0

Our company (small business) had recently taken on new business in an APAC region which requires us to support 4 bit characters across our MySQL 5.7 DB.

This requirement means that we need to convert our database from one charset to another.

Database tables range from a few rows to ~100GB in size. Some have many foreign keys, indexes. There is the odd one or two stored procedures but those can be counted on one hand.

We can schedule downtime for this.

We run in AWS RDS and to get the best conversion time we decided to take a snapshot, move to the largest capacity instance with the highest provisioned IO we could use. That was like an r5.24xlarge or something with 50,000 IOPS.

Unfortunately, when we test this, it takes over 8-12 hours to convert every table using ALTER TABLE SET CHARSET...

Whilst we can schedule downtime, we can't be down for that amount of time. 4 hours is probably pushing the limit of what the business deems acceptable.

We've started to trim old data from a few tables but it's nowhere near enough.

The main bottleneck here is that the RDS Disk Throughput peaks at 350MB/s no matter how many table conversions we run at once, the size of the DB, storage allocation or provisioned IOPS. Indeed, IOPS never reaches 50K and CPU/Memory is minimal. Disk queue reaches around 10 which I believe is because of the throughput constraint.

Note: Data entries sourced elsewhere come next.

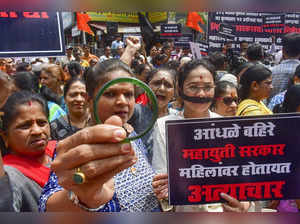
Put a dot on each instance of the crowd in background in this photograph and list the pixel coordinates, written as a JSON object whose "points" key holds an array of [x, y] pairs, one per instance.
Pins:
{"points": [[46, 104]]}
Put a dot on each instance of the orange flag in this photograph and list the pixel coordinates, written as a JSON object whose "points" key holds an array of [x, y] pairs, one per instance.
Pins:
{"points": [[82, 23], [192, 21]]}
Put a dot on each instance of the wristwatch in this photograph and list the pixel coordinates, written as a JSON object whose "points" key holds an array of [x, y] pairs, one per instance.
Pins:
{"points": [[73, 197]]}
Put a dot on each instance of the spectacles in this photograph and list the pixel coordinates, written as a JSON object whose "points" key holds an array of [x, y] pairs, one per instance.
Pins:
{"points": [[196, 89], [229, 100]]}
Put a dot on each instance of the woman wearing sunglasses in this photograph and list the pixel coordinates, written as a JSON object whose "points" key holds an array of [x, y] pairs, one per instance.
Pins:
{"points": [[255, 86], [226, 99]]}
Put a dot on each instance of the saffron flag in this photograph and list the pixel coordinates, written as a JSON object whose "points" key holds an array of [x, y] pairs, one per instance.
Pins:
{"points": [[192, 21], [82, 23]]}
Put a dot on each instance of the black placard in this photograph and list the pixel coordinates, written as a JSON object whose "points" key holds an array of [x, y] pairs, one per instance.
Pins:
{"points": [[249, 158]]}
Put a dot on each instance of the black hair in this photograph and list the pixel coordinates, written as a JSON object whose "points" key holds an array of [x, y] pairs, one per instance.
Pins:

We also tried Aurora which was actually slower for our case.

Does anyone have any idea how we can either increase throughput further or reduce the time it takes to make this conversion?

Alex Bailey
  • 101
  • 1
  • Do you have possibility for downtime during the night? Have you consider to convert tables one by one (or in package but within the downtime period)? And continue conversion week or more... – Romeo Ninov Jul 27 '22 at 08:09
  • Another idea is to create second database with appropriate locales and start sync between them. Here is one possible way how to sync: https://dev.mysql.com/doc/workbench/en/wb-database-synchronization.html – Romeo Ninov Jul 27 '22 at 08:31
  • @RomeoNinov we're a 24 hour business. There is no 'good' time for down time. – Alex Bailey Jul 27 '22 at 10:00
  • @RomeoNinov do you think replicating to another DB with a different charset would cause a problem? – Alex Bailey Jul 27 '22 at 10:00
  • Alex, IMHO no, but you can test it with small database filled with typical data – Romeo Ninov Jul 27 '22 at 10:34
  • Even paper tape (back in the '50s) had 5-bit characters. Perhaps you mean 4 BYTE? So, are you doing `ALTER TABLE ... CONVERT TO CHARACTER SET utf8mb4`? Have you tried pt-online-schema-change? – Rick James Jul 28 '22 at 04:01

1 Answers1

0

If you are using a new enough version of MySQL and do not need utf8mb4 in any PRIMARY KEY, the following might work. (Please thoroughly test on large tables first)

For each table:

  1. Add VARCHAR/TEXT column(s) that are similar to your existing utf8 columns, but with utf8mb4 and a suitable collation.
  2. Add a trigger to do the following step for any VARCHAR/TEXT columns as new data comes in.
  3. Run an UPDATE on the table to set the new column(s) to the old columns.

Later, after all the tables have been upgraded:

  1. Change any indexes involving the columns
  2. Drop the old column(s).

There are some potentially serious problems with this mechanism:

  • JOIN...ON with different charset may not use indexes.
  • I am not sure that this mechanism will work without some significant times where a table is inaccessible.
  • And probably other things.

pt-online-schema-change -- probably changes one table at a time, leading to the above problems.

STATEMENT-based replication (which may not be available in RDS?) may provide a way to convert a Replica, continue replicating, and (when convenient) fail-over.

Rick James
  • 2,058
  • 5
  • 11